Mistral AI launched Voxtral Transcribe 2 on February 4, 2026. This speech-to-text model family runs directly on your device. You get accurate transcription without sending audio to remote servers.
The system includes two models. Voxtral Mini Transcribe V2 handles batch processing. Voxtral Realtime processes live audio with under 200 milliseconds of delay. Both models support 13 languages and work in healthcare, finance, and defense industries where data privacy matters.
This technology solves a key problem. Most speech recognition systems send your audio to cloud servers. Voxtral keeps everything local. Your voice data stays on your laptop, phone, or smartwatch. Companies in regulated industries can now use AI transcription without privacy risks.
The Problem With Cloud-Based Transcription
Traditional speech-to-text services require internet connections. Your audio files travel to remote servers. This creates three problems.
First, you lose control of sensitive data. Healthcare conversations, financial discussions, and legal meetings contain private information. Sending this data to third-party servers creates compliance risks.
Second, you depend on network availability. Poor internet connections cause delays or failures. Cloud services can experience outages that stop your work.
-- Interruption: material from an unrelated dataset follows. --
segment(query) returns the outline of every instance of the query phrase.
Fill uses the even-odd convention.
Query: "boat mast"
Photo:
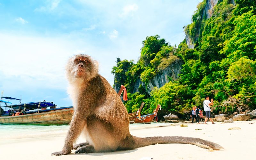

Third, costs add up quickly. Cloud transcription services charge per minute. Large volumes of audio become expensive. Meeting recordings, customer calls, and interviews create substantial bills.
How Voxtral Transcribe 2 Works
Voxtral uses a streaming architecture. The model processes audio as it arrives instead of waiting for complete files. This design enables real-time performance.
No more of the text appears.